Metric in the GeoDMS relates to the units of measurement known from Physics. The International System of Units (SI) comprises a coherent system built around seven base units, an indeterminate number of unnamed coherent derived units, and a set of prefixes that act as decimal-based multipliers.

Values units in the GeoDMS can be configured as base-unit or derived-unit by using expressions. The metric of the unit is derived from the configured expression and is presented in the geodms-gui > Detail Pages > General.
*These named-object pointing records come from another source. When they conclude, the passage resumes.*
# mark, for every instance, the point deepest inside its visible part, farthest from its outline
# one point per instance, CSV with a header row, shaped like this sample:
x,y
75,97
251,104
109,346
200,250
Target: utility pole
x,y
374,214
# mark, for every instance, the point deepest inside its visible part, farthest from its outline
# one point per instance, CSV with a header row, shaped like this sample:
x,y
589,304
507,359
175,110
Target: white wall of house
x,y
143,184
In calculations with data items, base units and derived units can be used in the same manner.

The metric is useful to inform how values of data items need to be interpreted, but also to check inconsistencies in calculations.
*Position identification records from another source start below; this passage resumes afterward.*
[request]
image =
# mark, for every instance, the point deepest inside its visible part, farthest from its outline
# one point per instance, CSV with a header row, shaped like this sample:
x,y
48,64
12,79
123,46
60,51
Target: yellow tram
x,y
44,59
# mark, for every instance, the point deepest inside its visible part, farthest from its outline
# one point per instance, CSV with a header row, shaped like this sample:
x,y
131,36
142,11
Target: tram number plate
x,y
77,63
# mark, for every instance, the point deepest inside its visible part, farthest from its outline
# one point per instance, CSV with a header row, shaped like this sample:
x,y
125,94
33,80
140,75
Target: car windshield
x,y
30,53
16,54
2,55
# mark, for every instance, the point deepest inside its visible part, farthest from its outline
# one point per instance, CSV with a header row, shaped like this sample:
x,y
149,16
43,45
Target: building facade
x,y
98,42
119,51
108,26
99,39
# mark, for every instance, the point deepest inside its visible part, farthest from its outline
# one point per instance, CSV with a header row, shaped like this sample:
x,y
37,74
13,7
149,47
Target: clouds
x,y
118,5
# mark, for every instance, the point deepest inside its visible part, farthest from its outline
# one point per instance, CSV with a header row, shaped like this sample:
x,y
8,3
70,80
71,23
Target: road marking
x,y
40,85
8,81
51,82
For example, a data item expressed in meters can not meaningfully be summed with a data item expressed in seconds. This also apply to another data_item expressed in kilometers, although this item could be summed with the data item expressed in meters, if it was first divided by 1.000 meter per kilometer. For data items defining quantities it is strongly advised (although not obligatory) to configure expressions for units, resulting in a metric. Although considered a little new in the beginning, it is key function of the GeoDMS to manage and check the metric of (in between) results. Consistency in dealing with the metric of units in calculations is a key issue in good modeling.

without metric

Except from data items describing quantities, the GeoDMS also supports data items with index-numbers, numeric codes, string values or booleans. These data items also need values units, but usually no metric. For these units there are two options:

Example 1: Explicitly configured values unit

unit<uint32>        CityCode: cdf = "ProvinceClass/ClassBreaks";
attribute<CityCode> DutchCityCodes (City);

Example 2: Value type as values unit

attribute<string> Name (City);

In the first example, a values unit is configured explicitly, without an expression. This option is useful if, although the unit has no metric, it is still relevant to configure the unit because of other relevant properties. In the example a cdf property is configured for the values unit, see also classifications.

In the second example, a value type is used directly as values unit. This option is advised if there is no need to configure a values unit explicitly as it contains no relevant characteristics. Boolean and string items are often configured this way.